2011

02/01/2012 § 1 Comment

My sister on the March 26th trade union demo

Good things

1. There is a crack, a crack in everything; that’s how the light gets in. I was born the day before Margaret Thatcher was elected Prime Minister. I grew up left-wing in a period which possibly saw the worst defeat and demoralisation of the left in the twentieth century. I don’t want to seem too optimistic about what will happen in the next few years, but for the first time in my life it feels like anything might happen, which is in a lot of ways better than the feeling that nothing will change.

2. The Arab spring. None of the things I’m listing here are unambiguously good and the some of the political and military repression following the Arab spring has been (and continues to be) truly horrific. But the civil resistance across the Middle East and North Africa has been an astonishing, almost unbelievable development, and the courage of the protestors is unimaginable.

3. UK popular opposition. My twitter bio reads: ‘Forthe broad democratic alliance!’ which is a joke about something my dad always says. But one thing that seems heartening to me this year is the way that opposition to the coalition’s austerity measures has forged links between different groups and generations. Trade unionists visiting the Occupy movement; UKUncut activists developing links with unions; broad-based, coordinated strike action; even poor beleaguered Ed Miliband seems to be starting to understand how mainstream opposition to austerity is, despite the best attempts of the Blairite dinosaurs of his party. (They’re relics of the pre-2008 age, Ed, don’t listen to them!)

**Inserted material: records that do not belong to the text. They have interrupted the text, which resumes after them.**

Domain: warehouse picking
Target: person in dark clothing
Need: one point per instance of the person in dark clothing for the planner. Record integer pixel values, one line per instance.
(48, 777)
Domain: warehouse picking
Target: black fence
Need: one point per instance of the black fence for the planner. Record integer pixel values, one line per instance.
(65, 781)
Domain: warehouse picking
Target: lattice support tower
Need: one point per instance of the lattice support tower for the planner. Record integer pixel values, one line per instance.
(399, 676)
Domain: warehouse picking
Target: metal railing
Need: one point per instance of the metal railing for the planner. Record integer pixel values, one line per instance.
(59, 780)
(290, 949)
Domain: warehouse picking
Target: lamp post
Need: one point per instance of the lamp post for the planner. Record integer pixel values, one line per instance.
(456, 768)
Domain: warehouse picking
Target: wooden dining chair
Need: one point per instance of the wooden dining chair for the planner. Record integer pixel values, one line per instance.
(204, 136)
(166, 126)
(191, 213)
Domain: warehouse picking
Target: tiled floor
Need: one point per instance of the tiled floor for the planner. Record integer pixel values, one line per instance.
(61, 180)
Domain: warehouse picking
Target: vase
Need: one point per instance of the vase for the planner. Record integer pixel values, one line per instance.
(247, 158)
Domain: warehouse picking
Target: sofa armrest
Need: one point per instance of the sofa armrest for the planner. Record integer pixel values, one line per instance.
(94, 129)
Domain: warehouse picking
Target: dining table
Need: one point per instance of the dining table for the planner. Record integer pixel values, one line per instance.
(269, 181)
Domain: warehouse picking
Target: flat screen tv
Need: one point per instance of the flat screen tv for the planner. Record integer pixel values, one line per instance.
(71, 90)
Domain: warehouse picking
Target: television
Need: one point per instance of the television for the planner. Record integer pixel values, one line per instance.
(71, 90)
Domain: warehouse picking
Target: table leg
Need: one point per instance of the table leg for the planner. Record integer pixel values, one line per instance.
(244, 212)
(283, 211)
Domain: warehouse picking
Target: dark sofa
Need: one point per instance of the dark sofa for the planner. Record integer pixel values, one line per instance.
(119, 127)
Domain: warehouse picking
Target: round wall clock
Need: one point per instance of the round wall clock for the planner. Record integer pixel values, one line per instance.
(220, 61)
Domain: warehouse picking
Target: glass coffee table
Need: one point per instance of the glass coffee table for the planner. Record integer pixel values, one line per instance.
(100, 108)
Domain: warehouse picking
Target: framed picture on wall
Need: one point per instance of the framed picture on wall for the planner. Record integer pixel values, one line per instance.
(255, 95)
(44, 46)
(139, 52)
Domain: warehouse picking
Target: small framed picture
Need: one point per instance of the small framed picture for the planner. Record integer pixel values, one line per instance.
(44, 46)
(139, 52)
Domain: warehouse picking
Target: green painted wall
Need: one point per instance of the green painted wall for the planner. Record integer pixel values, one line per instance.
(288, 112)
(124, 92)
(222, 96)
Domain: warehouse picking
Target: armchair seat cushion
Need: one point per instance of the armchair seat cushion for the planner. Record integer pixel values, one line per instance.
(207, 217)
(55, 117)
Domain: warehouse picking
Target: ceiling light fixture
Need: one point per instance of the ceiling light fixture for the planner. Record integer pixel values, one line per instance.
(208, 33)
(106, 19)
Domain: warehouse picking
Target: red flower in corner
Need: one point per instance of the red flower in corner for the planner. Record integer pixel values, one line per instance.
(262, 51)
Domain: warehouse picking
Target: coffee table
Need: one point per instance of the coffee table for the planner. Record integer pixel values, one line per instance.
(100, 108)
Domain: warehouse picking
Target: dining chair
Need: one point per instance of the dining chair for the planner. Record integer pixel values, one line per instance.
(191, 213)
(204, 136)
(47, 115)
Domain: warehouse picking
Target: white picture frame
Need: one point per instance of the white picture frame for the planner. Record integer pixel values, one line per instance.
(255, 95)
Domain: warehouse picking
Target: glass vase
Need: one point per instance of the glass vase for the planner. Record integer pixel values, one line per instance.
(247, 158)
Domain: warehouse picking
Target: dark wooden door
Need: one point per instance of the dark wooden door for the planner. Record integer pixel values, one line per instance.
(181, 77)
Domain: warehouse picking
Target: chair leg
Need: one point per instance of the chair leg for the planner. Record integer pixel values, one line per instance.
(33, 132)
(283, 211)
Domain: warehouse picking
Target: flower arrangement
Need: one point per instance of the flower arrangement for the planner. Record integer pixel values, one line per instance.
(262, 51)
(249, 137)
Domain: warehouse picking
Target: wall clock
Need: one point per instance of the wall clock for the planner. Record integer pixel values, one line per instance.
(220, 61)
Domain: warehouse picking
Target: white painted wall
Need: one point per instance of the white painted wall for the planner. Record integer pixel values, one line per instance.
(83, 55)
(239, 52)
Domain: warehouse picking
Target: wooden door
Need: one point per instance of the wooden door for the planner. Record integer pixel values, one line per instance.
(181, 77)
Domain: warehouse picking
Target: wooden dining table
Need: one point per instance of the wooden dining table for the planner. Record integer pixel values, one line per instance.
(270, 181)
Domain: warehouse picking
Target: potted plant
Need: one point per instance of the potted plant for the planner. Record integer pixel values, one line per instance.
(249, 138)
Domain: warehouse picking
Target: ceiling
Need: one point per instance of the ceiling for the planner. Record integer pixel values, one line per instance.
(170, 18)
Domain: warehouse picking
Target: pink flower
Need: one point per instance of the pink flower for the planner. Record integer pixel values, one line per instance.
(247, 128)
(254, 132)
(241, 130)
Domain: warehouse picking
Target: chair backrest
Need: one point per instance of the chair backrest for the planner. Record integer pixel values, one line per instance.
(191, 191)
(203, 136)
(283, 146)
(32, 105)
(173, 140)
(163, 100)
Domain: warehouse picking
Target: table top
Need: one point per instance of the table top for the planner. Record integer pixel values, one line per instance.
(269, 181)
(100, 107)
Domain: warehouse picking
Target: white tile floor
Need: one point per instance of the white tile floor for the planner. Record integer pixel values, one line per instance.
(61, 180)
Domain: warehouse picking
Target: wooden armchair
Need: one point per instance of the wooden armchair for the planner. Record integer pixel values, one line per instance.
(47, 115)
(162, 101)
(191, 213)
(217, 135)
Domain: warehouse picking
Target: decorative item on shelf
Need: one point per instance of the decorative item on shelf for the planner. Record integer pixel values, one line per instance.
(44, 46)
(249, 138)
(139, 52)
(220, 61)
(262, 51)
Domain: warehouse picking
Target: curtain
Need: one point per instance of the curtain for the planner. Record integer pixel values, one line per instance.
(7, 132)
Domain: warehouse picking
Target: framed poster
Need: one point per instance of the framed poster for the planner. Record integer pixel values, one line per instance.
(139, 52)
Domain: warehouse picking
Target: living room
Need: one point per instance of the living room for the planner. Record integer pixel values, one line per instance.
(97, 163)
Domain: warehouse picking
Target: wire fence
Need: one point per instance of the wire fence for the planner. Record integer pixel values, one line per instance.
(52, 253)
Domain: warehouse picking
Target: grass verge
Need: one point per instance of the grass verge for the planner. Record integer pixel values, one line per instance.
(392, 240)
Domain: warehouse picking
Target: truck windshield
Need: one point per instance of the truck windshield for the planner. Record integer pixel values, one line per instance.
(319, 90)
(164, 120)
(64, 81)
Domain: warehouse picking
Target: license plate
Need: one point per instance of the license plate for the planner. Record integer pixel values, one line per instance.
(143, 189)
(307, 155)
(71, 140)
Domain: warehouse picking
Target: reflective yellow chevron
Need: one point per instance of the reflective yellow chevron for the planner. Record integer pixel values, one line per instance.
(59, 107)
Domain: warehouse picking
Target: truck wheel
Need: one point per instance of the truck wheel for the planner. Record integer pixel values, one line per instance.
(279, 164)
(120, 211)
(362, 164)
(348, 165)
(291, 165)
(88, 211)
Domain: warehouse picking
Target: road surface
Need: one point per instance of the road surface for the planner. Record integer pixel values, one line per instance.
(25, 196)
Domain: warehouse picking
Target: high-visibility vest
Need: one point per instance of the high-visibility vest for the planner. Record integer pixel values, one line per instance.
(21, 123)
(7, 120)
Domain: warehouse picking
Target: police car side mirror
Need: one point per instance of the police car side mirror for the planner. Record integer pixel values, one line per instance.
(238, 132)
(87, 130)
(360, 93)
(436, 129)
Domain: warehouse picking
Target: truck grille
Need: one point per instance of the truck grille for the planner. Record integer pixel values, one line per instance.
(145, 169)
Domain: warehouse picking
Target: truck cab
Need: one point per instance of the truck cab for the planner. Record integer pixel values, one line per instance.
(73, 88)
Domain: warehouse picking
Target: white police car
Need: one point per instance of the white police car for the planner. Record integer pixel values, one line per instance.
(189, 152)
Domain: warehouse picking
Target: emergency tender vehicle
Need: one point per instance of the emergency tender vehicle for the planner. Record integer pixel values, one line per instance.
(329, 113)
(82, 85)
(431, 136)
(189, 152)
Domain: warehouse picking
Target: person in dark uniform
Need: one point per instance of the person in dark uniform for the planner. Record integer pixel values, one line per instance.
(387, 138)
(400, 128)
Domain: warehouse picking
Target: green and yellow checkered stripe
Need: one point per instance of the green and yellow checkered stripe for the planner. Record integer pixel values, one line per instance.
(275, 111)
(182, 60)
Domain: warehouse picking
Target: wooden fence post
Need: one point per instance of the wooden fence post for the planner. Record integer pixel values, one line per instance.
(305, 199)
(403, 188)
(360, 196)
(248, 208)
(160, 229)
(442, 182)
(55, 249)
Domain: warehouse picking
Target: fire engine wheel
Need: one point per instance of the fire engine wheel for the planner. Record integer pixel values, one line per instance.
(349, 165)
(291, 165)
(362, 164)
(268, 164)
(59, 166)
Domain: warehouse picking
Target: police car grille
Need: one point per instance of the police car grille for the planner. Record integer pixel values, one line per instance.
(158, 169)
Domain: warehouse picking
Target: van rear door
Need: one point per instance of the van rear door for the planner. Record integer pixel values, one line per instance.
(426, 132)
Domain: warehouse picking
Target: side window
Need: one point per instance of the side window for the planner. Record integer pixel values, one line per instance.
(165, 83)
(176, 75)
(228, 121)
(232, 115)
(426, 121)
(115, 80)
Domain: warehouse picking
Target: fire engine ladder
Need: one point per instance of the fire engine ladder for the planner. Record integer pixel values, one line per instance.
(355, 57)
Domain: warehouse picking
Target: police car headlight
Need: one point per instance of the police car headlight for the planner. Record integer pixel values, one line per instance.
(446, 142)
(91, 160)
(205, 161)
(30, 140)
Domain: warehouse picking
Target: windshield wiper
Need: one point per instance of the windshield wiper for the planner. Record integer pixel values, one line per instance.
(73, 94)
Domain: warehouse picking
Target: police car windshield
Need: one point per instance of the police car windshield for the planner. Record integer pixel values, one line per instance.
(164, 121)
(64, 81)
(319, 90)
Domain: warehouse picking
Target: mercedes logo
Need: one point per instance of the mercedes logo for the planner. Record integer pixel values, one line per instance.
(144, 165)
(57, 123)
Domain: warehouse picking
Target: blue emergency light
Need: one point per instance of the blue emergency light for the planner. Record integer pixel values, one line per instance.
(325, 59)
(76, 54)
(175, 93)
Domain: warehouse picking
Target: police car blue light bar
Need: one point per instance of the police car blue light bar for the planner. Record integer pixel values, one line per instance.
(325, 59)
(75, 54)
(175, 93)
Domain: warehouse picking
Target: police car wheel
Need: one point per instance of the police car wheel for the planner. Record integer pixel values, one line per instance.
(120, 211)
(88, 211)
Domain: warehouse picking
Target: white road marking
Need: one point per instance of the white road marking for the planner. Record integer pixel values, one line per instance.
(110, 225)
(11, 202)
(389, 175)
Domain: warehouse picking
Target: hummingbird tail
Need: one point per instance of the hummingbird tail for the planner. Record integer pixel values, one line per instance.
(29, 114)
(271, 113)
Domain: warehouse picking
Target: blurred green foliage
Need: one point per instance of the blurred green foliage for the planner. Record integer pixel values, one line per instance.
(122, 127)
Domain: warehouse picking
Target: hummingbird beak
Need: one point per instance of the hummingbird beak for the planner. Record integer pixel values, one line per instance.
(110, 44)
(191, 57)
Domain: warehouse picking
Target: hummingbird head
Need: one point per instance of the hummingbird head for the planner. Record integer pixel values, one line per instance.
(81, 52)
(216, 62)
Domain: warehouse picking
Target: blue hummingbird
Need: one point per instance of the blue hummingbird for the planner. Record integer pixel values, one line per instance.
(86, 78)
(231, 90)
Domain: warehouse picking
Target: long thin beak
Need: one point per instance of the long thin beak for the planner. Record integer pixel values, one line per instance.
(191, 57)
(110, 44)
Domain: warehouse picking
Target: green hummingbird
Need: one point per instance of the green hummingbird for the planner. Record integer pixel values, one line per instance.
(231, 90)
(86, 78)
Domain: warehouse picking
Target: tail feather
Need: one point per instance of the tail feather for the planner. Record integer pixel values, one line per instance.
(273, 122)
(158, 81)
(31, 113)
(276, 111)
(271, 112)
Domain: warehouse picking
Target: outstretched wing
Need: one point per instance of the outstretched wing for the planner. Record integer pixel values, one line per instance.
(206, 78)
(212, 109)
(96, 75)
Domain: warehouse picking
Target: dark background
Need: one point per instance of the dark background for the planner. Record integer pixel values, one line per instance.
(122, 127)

4. The Murdoch crisis. Horrific details, yes. Appalling corruption of our media and politics, yes. But you can’t tell me you didn’t enjoy it! (Fingers crossed that 2012 sees the crisis spread to the Mail.)

Bad things

1. The Eurocrisis. It’s astonishing to have confirmed for you what you’ve always secretly suspected: that no one who has any power, knowledge or influence combines ‘knowing what to do’ with ‘being able to do it’. Here’s Paul Krugman’s Eurovenn, a visual guide to the ongoing situation: 

2. Climate change. As though the Eurocrisis hadn’t proved the total lack of any vision or courage among the politicians of the world.

3.  The coalition government. I don’t need to expand on this.

4. Technocrats and the threat to democracy. The technocratic governments in Europe are a pretty chilling development. The installation of leaders whose task is to push through changes that the population wouldn’t agree to democratically seems one of the most sinister effects of the Eurocrisis and one which has forced me to reassess my attitude to quite a lot of things – not least, to the far right and the threat they pose, not necessarily because they could directly take political power, but because the kind of disorder they can create could be used as a reason to impose an undemocratic régime.

5. The end of the Iraq war. Not, of course, that I’m sorry that it’s ended. But it hasn’t really ended, has it? The pointlessness of eight years (and counting) of slaughter and destruction is unutterably sad and terrible.